As we have already seen from executive orders and memos, the Biden Administration will surely provide plenty of contrasts with the Trump Administration on the regulatory front. And while there is a general expectation that the new administration will seek to broadly restore Obama-esque regulatory actions, there will also be areas where it charts its own course. Since the American Action Forum (AAF) RegRodeo data extend back to 2005, it is possible to provide weekly updates on how the top-level trends of President Biden’s regulatory record track with those of his two most recent predecessors. The following table provides the cumulative totals of final rules containing some quantified economic impact from each administration through this point in their respective terms.

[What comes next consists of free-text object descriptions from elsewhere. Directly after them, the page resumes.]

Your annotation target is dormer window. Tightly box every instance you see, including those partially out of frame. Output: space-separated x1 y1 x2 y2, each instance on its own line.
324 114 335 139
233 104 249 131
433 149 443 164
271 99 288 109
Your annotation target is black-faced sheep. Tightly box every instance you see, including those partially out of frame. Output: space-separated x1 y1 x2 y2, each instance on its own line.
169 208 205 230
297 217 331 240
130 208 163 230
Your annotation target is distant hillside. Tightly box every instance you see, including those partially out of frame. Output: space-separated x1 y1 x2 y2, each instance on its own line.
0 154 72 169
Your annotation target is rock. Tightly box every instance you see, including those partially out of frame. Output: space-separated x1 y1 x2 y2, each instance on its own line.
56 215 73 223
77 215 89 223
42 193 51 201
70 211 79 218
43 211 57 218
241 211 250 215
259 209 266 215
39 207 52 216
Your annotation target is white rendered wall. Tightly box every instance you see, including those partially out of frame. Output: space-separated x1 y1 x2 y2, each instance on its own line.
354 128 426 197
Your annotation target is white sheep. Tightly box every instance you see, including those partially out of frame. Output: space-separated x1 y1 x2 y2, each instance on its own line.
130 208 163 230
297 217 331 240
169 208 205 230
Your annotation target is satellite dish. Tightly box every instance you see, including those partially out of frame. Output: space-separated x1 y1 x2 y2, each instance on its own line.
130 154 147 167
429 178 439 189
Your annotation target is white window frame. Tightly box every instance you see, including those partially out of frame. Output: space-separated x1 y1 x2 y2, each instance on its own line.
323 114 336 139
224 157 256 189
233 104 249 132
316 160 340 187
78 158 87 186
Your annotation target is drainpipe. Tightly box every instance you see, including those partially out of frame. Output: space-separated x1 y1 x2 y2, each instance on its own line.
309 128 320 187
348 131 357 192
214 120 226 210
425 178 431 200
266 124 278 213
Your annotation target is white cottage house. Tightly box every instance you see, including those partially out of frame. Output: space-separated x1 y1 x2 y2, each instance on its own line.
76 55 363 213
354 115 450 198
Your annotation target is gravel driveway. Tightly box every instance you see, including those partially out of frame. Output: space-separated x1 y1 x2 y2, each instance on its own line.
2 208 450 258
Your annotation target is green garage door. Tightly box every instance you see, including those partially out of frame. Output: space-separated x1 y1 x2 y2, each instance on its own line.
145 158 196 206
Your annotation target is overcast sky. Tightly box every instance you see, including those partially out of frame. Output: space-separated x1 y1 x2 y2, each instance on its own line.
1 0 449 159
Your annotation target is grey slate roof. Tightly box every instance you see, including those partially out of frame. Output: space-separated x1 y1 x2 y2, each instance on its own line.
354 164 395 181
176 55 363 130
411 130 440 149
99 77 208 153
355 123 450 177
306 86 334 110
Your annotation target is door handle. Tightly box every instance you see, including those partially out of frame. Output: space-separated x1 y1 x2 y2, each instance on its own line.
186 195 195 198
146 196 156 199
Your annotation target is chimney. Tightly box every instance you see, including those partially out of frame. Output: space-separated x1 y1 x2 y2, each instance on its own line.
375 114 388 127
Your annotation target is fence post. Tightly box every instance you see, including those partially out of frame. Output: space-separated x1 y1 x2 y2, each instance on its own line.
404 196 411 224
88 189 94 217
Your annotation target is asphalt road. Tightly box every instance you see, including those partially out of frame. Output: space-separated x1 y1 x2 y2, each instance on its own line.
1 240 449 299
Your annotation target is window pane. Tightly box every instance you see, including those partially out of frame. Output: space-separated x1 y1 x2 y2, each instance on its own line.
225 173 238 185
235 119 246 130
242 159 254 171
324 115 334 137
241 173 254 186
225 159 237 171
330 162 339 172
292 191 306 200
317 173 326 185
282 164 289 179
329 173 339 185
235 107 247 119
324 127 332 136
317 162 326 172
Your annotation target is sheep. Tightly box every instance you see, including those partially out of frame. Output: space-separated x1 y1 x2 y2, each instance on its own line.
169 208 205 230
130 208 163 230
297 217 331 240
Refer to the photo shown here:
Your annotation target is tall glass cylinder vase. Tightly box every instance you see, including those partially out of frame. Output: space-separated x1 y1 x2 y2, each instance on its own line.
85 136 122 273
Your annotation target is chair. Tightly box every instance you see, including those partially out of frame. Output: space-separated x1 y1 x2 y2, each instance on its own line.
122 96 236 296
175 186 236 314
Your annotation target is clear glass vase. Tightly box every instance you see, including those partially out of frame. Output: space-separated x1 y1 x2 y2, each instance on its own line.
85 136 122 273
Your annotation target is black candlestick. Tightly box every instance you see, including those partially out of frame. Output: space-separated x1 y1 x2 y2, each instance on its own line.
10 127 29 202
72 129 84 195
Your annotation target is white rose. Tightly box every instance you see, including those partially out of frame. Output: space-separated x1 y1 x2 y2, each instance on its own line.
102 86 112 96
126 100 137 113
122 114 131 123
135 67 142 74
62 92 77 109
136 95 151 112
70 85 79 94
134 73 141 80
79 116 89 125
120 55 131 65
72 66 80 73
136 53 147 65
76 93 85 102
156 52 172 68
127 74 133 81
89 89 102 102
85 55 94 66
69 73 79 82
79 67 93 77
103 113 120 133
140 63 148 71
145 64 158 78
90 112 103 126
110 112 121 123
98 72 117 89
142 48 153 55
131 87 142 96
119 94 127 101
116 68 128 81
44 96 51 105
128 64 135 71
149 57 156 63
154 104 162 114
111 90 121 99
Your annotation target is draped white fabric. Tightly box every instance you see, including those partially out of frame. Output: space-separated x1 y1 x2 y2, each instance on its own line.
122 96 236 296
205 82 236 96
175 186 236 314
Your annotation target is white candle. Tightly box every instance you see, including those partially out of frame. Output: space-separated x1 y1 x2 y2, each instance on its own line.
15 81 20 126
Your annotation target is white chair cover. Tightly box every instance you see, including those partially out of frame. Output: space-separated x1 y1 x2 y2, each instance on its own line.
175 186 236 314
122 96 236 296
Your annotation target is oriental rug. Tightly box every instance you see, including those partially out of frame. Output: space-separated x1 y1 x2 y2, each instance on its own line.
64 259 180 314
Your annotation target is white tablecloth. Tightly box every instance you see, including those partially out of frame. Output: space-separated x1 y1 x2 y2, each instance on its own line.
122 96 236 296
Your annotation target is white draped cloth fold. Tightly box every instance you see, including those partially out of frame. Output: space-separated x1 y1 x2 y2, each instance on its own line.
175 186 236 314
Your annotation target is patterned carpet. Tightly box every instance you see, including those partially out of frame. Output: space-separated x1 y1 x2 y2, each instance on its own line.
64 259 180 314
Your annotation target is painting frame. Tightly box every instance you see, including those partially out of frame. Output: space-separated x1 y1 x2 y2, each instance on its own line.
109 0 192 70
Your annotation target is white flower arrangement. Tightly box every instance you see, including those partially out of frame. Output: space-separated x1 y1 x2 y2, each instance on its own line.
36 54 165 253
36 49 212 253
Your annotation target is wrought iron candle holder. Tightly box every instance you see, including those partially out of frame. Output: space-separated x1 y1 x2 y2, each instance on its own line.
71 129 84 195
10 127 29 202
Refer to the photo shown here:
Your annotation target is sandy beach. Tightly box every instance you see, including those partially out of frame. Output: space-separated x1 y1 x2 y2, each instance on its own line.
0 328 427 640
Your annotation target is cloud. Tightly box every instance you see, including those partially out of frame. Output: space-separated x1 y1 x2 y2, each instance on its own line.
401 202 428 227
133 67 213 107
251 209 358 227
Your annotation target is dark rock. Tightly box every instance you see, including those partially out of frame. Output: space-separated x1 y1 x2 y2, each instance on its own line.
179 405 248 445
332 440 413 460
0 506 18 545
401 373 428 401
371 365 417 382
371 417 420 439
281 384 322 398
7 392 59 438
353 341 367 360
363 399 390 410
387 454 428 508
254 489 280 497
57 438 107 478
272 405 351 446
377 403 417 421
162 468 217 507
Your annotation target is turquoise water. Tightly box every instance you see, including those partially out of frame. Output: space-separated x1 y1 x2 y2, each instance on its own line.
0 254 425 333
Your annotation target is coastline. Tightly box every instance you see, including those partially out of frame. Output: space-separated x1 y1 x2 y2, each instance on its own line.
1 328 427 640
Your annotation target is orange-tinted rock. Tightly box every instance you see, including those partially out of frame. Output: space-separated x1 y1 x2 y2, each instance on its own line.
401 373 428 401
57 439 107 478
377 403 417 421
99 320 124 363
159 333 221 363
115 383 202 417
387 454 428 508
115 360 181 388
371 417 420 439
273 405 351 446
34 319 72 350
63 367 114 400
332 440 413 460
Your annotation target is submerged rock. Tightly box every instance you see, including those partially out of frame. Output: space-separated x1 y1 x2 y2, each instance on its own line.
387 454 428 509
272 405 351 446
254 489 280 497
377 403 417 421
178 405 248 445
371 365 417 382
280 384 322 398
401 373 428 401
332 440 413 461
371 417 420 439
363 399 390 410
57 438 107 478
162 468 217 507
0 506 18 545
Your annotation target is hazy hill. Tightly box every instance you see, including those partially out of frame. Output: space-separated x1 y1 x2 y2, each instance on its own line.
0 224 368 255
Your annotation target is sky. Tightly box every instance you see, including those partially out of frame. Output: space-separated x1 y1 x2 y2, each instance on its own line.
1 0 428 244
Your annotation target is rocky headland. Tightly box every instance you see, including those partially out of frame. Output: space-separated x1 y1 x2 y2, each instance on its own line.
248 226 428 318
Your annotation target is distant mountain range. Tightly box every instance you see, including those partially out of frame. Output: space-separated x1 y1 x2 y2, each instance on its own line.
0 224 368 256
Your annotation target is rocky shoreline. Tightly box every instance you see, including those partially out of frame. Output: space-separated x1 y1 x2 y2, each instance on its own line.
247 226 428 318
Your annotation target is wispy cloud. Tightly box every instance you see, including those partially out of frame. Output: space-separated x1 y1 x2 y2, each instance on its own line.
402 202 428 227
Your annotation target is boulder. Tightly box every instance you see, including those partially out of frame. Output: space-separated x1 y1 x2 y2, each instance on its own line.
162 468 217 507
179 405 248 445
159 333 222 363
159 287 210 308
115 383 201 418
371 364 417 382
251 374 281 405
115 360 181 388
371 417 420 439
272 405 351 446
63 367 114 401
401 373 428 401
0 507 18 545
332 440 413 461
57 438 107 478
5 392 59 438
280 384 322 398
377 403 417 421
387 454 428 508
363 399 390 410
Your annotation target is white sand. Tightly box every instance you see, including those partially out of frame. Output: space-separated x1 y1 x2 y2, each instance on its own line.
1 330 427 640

For the first time in a while, the Biden final rule tally saw a significant shift with $799 million in net cost reductions. The main reason for this was a Department of Transportation rule regarding “Occupant Protection for Vehicles With Automated Driving Systems [ADS].” The rule “will eliminate the need for ADS-equipped-vehicle manufacturers to equip vehicles with redundant manual driving controls in vehicles that do not have manual driving capabilities,” and thus, as more of such vehicles come online, will provide covered manufacturers $900 million in net cost savings due to the ability to forgo installing such features.

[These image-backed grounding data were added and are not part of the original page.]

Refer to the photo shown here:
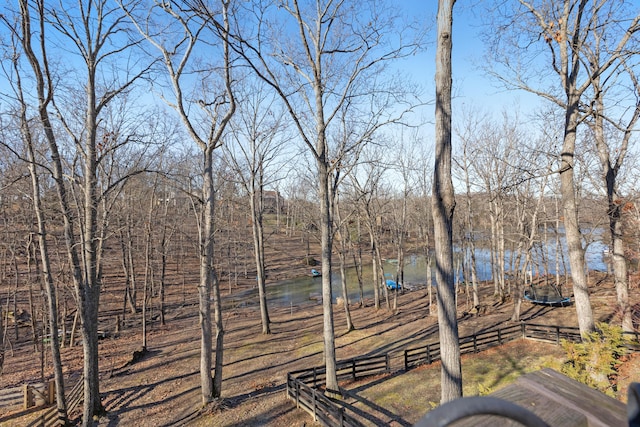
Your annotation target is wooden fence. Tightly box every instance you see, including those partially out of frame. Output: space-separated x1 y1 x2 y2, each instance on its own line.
404 323 522 370
286 323 640 426
286 354 389 427
23 375 83 427
404 322 640 370
287 379 362 427
0 381 55 411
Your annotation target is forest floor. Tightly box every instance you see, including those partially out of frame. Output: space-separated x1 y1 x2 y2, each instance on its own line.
1 230 639 426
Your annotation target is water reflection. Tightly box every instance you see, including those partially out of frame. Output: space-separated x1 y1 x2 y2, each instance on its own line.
231 236 609 308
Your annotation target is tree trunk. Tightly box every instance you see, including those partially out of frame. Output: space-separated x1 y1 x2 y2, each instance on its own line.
199 149 216 403
561 105 595 337
335 203 354 331
212 270 224 398
591 83 634 333
125 222 138 314
318 159 339 395
433 0 462 403
338 247 355 332
0 304 3 375
374 243 391 310
23 117 68 424
249 179 271 334
352 245 364 307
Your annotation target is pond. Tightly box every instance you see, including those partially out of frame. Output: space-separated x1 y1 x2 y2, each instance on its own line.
231 235 610 309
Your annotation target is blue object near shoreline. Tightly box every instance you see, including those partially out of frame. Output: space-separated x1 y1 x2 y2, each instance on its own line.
386 279 401 290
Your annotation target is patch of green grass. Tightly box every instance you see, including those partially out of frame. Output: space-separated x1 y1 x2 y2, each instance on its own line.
294 332 324 358
350 339 566 424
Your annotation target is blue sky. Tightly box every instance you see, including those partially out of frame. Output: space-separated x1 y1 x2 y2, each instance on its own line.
397 1 542 120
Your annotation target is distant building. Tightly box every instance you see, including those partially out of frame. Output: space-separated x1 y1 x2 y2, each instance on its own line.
263 190 284 213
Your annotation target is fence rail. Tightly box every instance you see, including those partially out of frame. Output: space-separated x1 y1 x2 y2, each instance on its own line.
522 323 581 344
404 322 640 370
404 323 524 370
290 354 390 390
0 381 53 410
24 375 83 427
287 377 362 427
286 354 389 427
0 386 26 408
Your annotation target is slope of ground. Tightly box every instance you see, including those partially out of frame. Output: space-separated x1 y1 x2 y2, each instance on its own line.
0 231 638 426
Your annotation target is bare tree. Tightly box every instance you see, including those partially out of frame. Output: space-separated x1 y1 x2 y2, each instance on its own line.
223 78 291 335
584 52 640 333
453 109 486 311
389 135 422 311
334 193 356 332
0 44 68 420
10 1 152 423
486 0 640 337
233 0 419 394
433 0 462 403
350 155 390 311
124 0 235 402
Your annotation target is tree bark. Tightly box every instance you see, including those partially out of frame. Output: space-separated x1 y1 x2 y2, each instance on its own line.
199 149 216 403
20 90 68 423
249 176 271 334
433 0 462 403
318 158 339 394
561 103 595 337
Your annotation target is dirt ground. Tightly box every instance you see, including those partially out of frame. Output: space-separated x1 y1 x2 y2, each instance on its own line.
1 232 639 426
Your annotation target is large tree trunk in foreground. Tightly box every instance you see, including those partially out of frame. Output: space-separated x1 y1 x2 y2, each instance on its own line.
433 0 462 404
561 105 595 337
318 159 339 394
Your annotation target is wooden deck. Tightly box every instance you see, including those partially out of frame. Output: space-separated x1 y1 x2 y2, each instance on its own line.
450 368 627 426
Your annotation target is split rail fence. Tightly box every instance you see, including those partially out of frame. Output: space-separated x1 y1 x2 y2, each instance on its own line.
404 322 640 370
24 375 84 427
286 321 640 427
286 354 389 427
0 375 83 427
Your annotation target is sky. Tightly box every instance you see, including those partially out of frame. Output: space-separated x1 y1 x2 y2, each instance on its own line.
396 1 543 122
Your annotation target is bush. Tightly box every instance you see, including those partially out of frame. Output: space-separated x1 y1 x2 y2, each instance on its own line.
560 322 625 396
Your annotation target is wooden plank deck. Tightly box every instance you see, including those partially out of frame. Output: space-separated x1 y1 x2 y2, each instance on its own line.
450 369 626 427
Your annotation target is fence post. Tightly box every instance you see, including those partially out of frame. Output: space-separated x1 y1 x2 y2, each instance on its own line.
473 334 478 353
521 322 526 339
498 328 502 345
47 379 55 405
385 354 390 374
556 326 560 345
286 373 290 398
313 367 317 388
23 384 33 410
352 359 356 381
426 344 431 364
404 350 408 370
312 387 317 421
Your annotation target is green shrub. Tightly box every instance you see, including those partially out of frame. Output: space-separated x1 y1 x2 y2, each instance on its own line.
560 322 625 396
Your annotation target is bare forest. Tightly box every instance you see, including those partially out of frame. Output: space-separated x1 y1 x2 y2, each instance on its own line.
1 1 639 426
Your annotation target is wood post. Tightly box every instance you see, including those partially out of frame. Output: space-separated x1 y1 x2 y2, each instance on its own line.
23 384 33 409
47 378 55 405
312 387 317 421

The other notable shifts across the covered administrations came from the Obama-era cost and paperwork totals, increasing by $873 million and 1.8 million hours respectively. The cost figure increase was largely the result of a rule involving “Electronic Prescriptions for Controlled Substances.” Paperwork surged primarily from an EPA rule regarding the Renewable Fuel Standard.


This week, the Occupational Safety and Health Administration (OSHA) revamps an Obama-era reporting requirement scaled back by the Trump Administration.

On March 30, OSHA published a proposed rule in the Federal Register titled “Improve Tracking of Workplace Injuries and Illnesses.” Devoted workplace safety regulation enthusiasts may find the title familiar – this is the third consecutive administration to publish a similarly titled rule.

The rule was first published by the Obama Administration in 2016. It modified OSHA’s workplace injury and illness report regulations to require certain companies to submit data from three longstanding OSHA forms to OSHA electronically. OSHA’s goal was to establish a publicly available database that would include establishment-specific injury data. OSHA believed the data would improve its own enforcement and injury-mitigation efforts, and would also benefit researchers, consumer groups, and customers. Critics countered that the specificity of the data without proper context could lead users to draw erroneous conclusions regarding a company’s safety program.

The Trump Administration dialed back the requirement (and removed the word “Improve” from the title) in 2019 and limited the electronic reporting to just one form, a summary without potentially identifying information about the people involved in a workplace injury or illness. The information remained establishment-specific, however. The move was justified on the basis that removing identifying information was too costly to the agency and that the “risk to worker privacy outweighs the data’s uncertain incremental benefits to enforcement.”

The Biden Administration’s OSHA is now proposing to extend the electronic reporting requirement back to the original three forms and to employers in certain industries with 100 or more employees, rather the Obama-era 250 or more employees. The Biden Administration has dismissed the Trump Administration’s justification as “no longer compelling.” OSHA now says that “improved technology used to protect sensitive employee data will reduce costs and resource-allocation issues for OSHA by eliminating the need to manually identify and remove information that reasonably identifies individuals directly from submitted data.”

OSHA estimates the rule will cost the private sector about $3.9 million per year for 10 years.


Since January 1, the federal government has published $26.8 billion in total net costs (with $5.2 billion in new cost savings from finalized rules) and 19.8 million hours of net annual paperwork burden increases (with 2.9 million hours in increases from final rules).